Annika pensó en sus amigos; no les había olvidado, jamás lo hacía. Pero nunca antes se había recostado tan íntimamente encima de un hombre, de Sawyer, y le estaba gustando muchísimo.

Oyó que alguien refunfuñaba, entre breves gruñidos y maldiciones. Muy cerca, se oyó la voz irritada de Doyle que decía con todas las sílabas:

—¡No me jodas!

Annika sabía que no rehusaba ninguna propuesta sexual, era un simple improperio.

Doyle no le preocupaba. Al fin y al cabo, era un inmortal.

—Ya te digo. —Ese era Bran, a pocos metros de distancia—. ¿Ha escapado todo el mundo? Tengo a Sasha. ¿Riley?

—¡Menudo viajecito!

—Has aterrizado con la rodilla justo en mis pelotas —añadió Doyle.

Annika oyó un golpe sordo e interpretó que Doyle acababa de apartar de un empujón a Riley y su rodilla. Ya había aprendido que las pelotas no eran solo esos juguetes redondos que botaban, sino un punto débil de los hombres.

—¡Estoy aquí! —exclamó, y tanteó contorneándose el punto débil de Sawyer—. ¿Hemos caído fuera del cielo?

—Poco ha faltado. —Sawyer carraspeó y, para decepción de Annika, volvió a balancearse y se incorporó—. No he podido frenar la caída. Nunca había llevado a seis personas tan lejos. Habré calculado mal.

—Estamos aquí los seis, eso es lo que importa —declaró Bran—. Ahora bien, ¿estamos donde tenemos que estar?

—Estamos a cubierto —comentó Sasha—. Veo unas ventanas y la luz de la luna que se cuela por ellas. Estemos donde estemos, sigue siendo de noche.

—Esperemos que Sawyer y su brújula espaciotemporal nos hayan traído al lugar y al momento donde queremos estar. Vamos a averiguarlo.

Riley se puso de pie. Era científica, arqueóloga.

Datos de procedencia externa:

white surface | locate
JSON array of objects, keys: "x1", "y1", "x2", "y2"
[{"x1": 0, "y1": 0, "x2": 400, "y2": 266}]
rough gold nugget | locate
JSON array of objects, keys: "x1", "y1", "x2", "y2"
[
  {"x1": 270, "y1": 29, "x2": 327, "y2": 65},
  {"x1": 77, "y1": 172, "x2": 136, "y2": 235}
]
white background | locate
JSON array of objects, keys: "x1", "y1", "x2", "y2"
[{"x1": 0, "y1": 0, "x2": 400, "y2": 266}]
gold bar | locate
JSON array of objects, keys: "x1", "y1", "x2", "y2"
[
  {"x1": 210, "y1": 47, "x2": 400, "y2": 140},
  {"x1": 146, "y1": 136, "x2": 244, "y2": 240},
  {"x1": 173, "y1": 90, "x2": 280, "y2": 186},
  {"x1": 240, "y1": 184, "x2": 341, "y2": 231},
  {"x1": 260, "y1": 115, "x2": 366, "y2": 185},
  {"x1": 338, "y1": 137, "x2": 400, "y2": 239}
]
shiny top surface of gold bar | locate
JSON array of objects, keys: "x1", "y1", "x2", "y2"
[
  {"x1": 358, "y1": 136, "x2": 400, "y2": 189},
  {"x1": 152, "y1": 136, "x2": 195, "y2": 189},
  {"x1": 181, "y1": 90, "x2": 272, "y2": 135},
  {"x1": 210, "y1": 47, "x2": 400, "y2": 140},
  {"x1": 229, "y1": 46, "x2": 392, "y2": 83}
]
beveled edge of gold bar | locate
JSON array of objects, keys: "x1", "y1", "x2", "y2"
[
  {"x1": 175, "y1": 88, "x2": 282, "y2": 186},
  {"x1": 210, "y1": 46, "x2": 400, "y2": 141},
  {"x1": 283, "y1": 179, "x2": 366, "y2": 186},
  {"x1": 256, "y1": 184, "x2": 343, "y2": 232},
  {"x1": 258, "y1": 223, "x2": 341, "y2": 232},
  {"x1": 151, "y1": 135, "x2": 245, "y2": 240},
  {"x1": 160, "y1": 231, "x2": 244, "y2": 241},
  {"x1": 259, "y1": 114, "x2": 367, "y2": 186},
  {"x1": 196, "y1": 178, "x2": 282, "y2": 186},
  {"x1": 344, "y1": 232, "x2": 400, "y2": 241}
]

Annika dio vueltas a esa palabra, pues su pueblo, la gente del agua, no tenía ninguna equivalente. Tampoco había licántropos entre ellos, pensó, así que en el mundo de Annika no existía nada ni nadie que se pareciera ni por asomo a Riley.

La doctora Riley Gwin, pequeña y robusta, con un sombrero de ala ancha que se las arreglaba para mantenerlo calado en su cabeza, se dirigió a grandes zancadas hasta la ventana.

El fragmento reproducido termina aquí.